When designing a rate limiter, interviewers usually want to see if you can handle:

  1. Correctness --- Ensuring requests beyond the limit are rejected.
  2. Efficiency --- Handling millions of requests per second with low latency.
  3. Scalability --- Working in a distributed system across multiple servers.
  4. Fairness --- Avoiding loopholes where burst traffic is allowed.
  5. Configurability --- Easy to change limits per user, per API, etc.

You can also ask questions to clarify any other requirements the Interview will have, like sometimes they ask you to put a limit on a particular URL and on a particular HTTP method.

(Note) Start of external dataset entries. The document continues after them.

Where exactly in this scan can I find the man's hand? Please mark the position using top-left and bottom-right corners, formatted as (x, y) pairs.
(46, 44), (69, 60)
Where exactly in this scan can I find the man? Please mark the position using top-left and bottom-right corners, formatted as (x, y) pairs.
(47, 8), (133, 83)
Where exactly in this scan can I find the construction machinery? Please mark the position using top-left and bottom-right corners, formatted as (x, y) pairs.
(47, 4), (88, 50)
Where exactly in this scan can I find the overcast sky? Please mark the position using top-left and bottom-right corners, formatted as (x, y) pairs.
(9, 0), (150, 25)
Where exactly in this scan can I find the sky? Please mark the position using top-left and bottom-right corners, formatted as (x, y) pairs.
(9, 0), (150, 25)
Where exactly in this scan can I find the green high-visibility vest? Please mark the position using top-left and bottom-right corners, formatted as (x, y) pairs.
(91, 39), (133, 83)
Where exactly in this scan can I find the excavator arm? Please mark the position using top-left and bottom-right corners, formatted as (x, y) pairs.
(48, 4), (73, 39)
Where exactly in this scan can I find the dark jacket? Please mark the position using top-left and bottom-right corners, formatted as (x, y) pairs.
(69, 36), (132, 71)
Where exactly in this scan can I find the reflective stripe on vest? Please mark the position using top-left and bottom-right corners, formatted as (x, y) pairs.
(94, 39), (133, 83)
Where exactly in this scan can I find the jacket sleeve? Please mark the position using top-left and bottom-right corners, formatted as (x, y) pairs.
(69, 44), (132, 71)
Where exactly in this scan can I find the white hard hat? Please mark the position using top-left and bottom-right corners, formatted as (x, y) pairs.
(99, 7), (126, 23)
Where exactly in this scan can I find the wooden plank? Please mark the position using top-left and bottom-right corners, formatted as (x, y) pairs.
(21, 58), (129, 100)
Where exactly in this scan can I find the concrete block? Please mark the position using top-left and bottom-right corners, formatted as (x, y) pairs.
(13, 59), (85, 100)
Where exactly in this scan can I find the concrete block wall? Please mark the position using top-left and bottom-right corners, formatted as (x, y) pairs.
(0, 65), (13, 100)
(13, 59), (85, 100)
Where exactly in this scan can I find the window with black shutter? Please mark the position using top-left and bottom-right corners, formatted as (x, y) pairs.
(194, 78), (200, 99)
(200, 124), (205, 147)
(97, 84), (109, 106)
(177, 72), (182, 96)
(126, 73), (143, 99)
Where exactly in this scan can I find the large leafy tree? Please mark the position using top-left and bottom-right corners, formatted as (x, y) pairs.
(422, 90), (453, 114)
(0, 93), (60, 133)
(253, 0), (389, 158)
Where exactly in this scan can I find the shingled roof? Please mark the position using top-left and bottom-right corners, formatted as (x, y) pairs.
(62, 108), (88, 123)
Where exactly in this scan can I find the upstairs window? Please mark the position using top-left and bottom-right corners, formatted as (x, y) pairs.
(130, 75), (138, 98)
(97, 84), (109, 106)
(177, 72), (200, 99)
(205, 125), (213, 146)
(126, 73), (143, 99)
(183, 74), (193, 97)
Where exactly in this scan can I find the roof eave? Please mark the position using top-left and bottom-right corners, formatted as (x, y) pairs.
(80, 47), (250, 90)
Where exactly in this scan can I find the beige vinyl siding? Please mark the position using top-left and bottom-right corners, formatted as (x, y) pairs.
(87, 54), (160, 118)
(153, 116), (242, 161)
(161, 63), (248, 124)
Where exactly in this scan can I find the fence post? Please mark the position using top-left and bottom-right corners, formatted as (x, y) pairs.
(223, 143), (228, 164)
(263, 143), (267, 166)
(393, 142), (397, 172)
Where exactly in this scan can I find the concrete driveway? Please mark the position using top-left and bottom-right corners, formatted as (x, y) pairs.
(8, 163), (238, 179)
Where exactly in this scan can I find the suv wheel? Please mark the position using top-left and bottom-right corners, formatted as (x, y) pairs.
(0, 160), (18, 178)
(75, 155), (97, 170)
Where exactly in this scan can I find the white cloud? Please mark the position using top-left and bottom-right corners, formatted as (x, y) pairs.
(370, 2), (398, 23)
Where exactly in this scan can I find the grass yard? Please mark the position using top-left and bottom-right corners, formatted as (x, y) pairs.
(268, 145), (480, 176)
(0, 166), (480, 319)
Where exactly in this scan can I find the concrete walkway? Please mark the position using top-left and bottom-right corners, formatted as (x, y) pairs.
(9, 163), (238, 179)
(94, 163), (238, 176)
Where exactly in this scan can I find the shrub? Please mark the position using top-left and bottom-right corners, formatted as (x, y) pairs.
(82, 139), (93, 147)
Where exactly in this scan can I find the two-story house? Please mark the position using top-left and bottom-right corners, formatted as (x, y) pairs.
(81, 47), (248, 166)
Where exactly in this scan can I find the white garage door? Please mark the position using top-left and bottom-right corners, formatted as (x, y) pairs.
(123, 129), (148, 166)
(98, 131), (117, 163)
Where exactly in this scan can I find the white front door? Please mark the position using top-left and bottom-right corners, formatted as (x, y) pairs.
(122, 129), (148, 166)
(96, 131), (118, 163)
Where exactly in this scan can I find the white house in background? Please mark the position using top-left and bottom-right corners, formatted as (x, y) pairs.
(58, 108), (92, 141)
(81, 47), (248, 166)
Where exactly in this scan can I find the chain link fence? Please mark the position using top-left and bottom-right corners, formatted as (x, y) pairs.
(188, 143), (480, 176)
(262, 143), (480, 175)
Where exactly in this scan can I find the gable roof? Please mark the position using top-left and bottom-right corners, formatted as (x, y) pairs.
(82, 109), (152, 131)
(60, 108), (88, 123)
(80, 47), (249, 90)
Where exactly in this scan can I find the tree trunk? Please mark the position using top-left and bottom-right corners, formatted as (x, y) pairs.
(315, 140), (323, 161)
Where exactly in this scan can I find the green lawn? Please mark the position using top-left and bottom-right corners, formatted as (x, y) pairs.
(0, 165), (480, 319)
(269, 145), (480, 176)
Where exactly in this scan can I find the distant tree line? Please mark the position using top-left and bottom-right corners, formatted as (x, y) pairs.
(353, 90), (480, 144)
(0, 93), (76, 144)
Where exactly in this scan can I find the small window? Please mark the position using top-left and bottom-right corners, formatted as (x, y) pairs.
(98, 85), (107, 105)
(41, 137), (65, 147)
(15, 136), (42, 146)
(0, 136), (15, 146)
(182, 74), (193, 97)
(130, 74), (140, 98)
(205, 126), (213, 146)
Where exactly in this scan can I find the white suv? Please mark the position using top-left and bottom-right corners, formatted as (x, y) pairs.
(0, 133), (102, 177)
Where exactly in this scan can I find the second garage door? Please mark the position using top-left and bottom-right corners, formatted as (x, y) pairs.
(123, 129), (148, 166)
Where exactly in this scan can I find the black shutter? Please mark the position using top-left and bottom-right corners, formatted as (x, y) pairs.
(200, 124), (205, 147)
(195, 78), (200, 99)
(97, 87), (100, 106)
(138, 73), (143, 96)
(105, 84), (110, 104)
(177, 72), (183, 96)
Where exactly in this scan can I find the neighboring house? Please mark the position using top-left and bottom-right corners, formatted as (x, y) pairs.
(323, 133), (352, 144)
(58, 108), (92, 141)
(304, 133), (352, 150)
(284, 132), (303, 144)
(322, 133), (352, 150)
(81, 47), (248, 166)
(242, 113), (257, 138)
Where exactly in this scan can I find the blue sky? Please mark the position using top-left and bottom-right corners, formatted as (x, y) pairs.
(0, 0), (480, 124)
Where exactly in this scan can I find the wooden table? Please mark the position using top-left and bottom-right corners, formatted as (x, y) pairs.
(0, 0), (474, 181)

Top 4 Rate Limiting Algorithms for Interview

Many different algorithms exist for rate limiting, each with trade-offs. Here are the most popular rate-limiting algorithms, which are also asked on technical interviews:

Fixed Window Counter

  • Divide time into fixed windows (e.g., every minute). Count requests.
  • Simple but can allow bursts at window boundaries.

Sliding Window Log

  • Store timestamps of requests in a log (array/queue). Remove old timestamps.
  • More accurate but requires memory proportional to the request volume.

Sliding Window Counter

  • Uses counters for current and previous windows, weighted by time.
  • Memory efficient, smoother than a fixed window.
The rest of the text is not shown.